Tables, Figures, Phothographs, Drawings

Tables and figures should be uploaded as separated files at the submission stage. Their place in the manuscript should be clearly indicated by authors. Colour figures are accepted at no charge for the electronic version. In the hardcopy version of the journal, colour figures cost (65,5 € per one colour page). When attaching files please indicate if you want colour only in the online version or in both the online and the hardcopy. Photographs and RGB bitmaps should be provided in JPG or TIFF file format. They must have no less than 300 dpi resolution. The text column should be 8 cm wide and they must be at least 1000 pixels wide. Please send original (not resized) photograph(s), straight from a digital camera, without any text descriptions on the photo. Bitmaps combined with text object descriptions should be provided in MS Word or MS Powerpoint format. Text objects using Arial font-face should be editable (changing font-face or font size). Drawings should be provided in MS Word, MS Powerpoint, CorelDRAW or EPS file format and stored with original data file. Text objects using Arial font-face should be editable (changing font-face or font size). Charts (MS Excel graphs) should be provided in MS Excel file format, and stored with original MS Excel data file without captions but with the number of the figure attached. Please do not use bitmap fills for bar charts. Use colour fills only if necessary.

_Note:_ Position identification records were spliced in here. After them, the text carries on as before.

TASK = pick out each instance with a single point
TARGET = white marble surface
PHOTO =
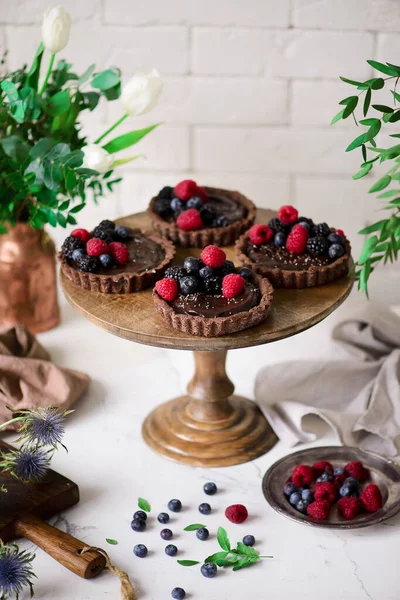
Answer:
(113, 466)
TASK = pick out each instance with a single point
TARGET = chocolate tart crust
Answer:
(122, 283)
(217, 326)
(218, 236)
(288, 278)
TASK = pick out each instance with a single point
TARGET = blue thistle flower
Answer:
(15, 571)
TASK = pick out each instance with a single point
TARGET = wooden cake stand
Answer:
(209, 426)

Captions and legends should be added at the end of the text, referred to as "Fig." and numbered consecutively throughout the paper.

Rapid communications

Rapid communications should present brief observations which do not warrant the length of a full paper. However, they must present completed studies and follow the same scientific standards as original articles. Rapid communications should contain the following sections: Title Abstract - less than 300 words Key words - maximum 6 Text body Acknowledgements References The length of such submissions is limited to 1500 words for the text, one table, and one figure.

Reviews

Review articles are invited by the editors.Unsolicited reviews are also considered. The length is limited to 5000 words with no limitations on figures and tables and a maximum of 150 references. Mini-Review articles should be dedicated to "hot" topics and limited to 3000 words and a maximum two figures, two tables and 20 references.